Was I Ghosted by a Narcissist, or Does He Just Have ADHD?
Our resident therapist advises a reader grasping at labels.
by Sophie K Rosa
28 May 2025

In a society that puts profit before people, it’s hard not to feel broken-hearted. Landlords split friends, nuclear families isolate parents, bosses burn out workers. But fear not – Red Flags is here to tend to your troubled hearts.

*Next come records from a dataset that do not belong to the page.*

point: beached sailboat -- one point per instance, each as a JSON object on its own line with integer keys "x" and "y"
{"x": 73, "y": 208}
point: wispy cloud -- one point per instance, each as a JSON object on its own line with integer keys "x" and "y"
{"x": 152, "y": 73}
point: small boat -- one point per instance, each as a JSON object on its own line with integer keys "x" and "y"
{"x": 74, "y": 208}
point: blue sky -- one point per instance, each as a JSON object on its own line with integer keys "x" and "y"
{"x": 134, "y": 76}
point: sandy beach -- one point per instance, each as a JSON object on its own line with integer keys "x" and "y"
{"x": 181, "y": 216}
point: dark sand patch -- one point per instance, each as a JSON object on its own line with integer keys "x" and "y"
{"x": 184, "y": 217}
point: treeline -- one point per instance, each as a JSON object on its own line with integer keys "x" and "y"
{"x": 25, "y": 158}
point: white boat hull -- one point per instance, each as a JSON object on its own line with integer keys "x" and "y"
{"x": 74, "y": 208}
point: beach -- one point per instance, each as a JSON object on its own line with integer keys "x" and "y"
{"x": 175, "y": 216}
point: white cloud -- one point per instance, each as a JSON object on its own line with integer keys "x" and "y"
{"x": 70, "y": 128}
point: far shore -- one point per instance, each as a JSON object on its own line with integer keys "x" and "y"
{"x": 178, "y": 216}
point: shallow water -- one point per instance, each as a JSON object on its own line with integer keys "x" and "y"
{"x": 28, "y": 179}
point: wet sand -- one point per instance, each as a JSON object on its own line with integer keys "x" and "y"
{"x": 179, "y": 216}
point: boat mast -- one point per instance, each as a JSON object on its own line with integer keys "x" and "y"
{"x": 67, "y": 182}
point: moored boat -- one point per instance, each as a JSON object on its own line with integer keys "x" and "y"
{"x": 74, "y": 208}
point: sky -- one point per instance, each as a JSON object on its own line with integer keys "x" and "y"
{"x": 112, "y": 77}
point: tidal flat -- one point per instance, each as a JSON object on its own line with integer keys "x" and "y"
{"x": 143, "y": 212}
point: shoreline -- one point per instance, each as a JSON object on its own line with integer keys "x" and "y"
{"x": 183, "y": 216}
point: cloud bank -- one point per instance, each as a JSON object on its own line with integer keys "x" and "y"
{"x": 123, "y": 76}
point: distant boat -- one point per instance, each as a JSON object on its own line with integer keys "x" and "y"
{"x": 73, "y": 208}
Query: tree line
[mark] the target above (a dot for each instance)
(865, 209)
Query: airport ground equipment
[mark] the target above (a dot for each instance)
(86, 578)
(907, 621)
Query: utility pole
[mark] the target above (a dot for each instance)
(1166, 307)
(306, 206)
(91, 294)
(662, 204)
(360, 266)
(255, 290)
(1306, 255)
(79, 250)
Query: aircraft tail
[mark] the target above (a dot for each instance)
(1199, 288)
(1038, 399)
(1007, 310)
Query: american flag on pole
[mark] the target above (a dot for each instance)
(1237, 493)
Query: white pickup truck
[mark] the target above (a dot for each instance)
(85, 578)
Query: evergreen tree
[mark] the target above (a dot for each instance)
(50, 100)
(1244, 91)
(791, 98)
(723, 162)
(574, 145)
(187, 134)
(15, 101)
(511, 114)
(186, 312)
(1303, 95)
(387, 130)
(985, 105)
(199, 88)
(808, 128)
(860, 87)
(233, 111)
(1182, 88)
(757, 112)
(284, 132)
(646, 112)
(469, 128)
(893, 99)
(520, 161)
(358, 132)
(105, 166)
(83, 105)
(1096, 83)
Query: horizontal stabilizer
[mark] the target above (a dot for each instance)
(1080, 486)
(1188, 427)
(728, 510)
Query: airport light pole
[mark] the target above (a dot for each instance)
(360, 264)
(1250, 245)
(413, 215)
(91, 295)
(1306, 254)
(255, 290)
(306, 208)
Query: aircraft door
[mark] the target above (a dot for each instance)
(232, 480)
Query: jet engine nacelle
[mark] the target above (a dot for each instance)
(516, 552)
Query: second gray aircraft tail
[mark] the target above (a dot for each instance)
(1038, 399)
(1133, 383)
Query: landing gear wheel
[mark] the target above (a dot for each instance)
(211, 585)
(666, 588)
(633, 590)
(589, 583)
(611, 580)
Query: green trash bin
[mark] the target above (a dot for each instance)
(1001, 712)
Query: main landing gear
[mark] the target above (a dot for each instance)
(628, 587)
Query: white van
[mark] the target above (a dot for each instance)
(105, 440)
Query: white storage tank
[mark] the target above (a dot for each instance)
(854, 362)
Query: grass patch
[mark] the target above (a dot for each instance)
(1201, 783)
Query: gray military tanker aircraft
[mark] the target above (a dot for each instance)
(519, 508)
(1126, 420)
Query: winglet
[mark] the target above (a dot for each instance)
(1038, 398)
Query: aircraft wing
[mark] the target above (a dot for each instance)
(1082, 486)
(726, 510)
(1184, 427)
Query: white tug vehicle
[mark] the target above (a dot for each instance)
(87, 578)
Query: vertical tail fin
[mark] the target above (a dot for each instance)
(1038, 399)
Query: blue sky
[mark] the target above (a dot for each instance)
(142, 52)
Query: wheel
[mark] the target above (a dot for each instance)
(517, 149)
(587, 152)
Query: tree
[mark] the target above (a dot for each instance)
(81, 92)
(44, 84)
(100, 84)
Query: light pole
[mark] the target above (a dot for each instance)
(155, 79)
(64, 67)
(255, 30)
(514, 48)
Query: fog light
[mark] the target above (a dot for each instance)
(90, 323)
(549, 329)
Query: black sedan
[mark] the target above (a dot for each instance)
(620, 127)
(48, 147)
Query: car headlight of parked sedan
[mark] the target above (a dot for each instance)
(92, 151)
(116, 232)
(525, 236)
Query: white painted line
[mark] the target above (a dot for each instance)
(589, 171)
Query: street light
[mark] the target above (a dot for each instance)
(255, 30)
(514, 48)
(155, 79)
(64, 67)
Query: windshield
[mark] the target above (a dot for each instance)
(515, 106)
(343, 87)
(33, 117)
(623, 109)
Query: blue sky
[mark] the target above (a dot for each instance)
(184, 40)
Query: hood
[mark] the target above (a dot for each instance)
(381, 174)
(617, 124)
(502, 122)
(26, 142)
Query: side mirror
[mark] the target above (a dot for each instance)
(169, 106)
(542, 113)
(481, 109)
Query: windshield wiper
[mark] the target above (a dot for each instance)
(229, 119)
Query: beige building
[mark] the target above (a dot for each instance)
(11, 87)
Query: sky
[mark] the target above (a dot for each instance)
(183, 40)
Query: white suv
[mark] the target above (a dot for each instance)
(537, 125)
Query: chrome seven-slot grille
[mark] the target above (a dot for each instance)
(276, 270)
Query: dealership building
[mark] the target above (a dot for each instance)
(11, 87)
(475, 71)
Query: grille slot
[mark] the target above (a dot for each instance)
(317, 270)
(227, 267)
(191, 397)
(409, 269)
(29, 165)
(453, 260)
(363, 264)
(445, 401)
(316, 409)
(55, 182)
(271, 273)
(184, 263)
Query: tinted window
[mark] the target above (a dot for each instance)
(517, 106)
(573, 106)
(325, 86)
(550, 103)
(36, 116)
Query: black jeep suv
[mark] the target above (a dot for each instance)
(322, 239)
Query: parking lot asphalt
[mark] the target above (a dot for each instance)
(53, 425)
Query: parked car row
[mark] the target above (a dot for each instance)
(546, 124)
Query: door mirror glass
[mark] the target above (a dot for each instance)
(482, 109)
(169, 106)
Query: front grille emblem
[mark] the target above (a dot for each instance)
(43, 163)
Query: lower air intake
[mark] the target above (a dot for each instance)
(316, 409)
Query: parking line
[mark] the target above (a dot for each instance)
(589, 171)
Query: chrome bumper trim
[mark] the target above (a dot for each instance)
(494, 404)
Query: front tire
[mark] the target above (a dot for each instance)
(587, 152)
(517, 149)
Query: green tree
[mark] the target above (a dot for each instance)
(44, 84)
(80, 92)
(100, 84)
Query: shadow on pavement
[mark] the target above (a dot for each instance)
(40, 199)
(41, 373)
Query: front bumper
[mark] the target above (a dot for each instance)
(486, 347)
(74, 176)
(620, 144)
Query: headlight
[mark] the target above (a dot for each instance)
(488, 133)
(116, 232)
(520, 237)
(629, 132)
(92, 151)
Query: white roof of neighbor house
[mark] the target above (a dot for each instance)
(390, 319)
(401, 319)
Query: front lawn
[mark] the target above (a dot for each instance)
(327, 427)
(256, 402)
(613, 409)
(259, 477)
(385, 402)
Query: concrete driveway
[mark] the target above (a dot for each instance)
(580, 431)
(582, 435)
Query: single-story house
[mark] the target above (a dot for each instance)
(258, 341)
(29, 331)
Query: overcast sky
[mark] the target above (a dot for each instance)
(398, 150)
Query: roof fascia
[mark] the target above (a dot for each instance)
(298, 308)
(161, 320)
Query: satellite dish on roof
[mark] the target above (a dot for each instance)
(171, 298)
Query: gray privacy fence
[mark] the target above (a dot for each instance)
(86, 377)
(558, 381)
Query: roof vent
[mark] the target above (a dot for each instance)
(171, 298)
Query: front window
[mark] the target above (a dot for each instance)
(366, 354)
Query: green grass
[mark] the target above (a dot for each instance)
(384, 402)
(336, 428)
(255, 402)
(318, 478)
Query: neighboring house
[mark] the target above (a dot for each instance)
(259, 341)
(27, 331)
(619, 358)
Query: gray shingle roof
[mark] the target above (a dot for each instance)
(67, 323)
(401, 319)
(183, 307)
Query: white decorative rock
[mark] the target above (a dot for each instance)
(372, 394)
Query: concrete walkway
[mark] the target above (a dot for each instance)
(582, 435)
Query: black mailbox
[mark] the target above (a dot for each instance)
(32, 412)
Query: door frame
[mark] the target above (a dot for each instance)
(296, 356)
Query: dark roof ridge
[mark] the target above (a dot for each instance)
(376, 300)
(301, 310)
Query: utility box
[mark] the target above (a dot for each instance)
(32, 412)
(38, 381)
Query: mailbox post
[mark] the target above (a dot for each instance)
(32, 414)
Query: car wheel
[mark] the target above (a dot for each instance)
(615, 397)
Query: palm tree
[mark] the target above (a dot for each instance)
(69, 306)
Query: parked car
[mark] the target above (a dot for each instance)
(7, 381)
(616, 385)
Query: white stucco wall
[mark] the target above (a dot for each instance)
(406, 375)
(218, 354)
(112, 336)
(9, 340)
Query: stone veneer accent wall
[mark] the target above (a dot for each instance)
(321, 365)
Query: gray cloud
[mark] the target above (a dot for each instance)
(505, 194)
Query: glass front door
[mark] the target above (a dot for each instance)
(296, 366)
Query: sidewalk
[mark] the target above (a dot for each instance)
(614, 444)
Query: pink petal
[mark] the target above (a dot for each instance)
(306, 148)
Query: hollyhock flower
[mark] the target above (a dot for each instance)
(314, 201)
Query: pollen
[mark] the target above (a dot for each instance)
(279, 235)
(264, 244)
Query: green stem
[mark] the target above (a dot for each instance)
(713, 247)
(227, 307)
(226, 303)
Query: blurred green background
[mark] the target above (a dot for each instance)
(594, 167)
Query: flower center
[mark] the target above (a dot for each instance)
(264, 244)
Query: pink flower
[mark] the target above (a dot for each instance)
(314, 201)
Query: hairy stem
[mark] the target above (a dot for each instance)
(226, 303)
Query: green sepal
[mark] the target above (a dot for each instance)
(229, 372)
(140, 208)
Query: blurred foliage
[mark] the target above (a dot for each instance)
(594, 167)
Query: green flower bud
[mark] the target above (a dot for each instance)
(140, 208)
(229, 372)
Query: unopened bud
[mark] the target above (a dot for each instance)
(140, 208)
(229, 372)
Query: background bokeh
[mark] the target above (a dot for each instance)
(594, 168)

In Novara Media’s anti-capitalist anti-advice column, resident therapist Sophie K Rosa marries their ongoing training in psychoanalysis with ideas from their book, Radical Intimacy, to respond to your questions. Unlike other agony aunts, Sophie doesn’t claim to have all the answers, but they could help you unlock new ways of thinking.
To submit a dilemma to Sophie, please fill out this form.
Dear Sophie,
I dated a guy for around 6 weeks over Christmas last year. We had been on each other’s radar for years through social media and because we live quite near to one another. We finally met in early December and started to date quite intensely.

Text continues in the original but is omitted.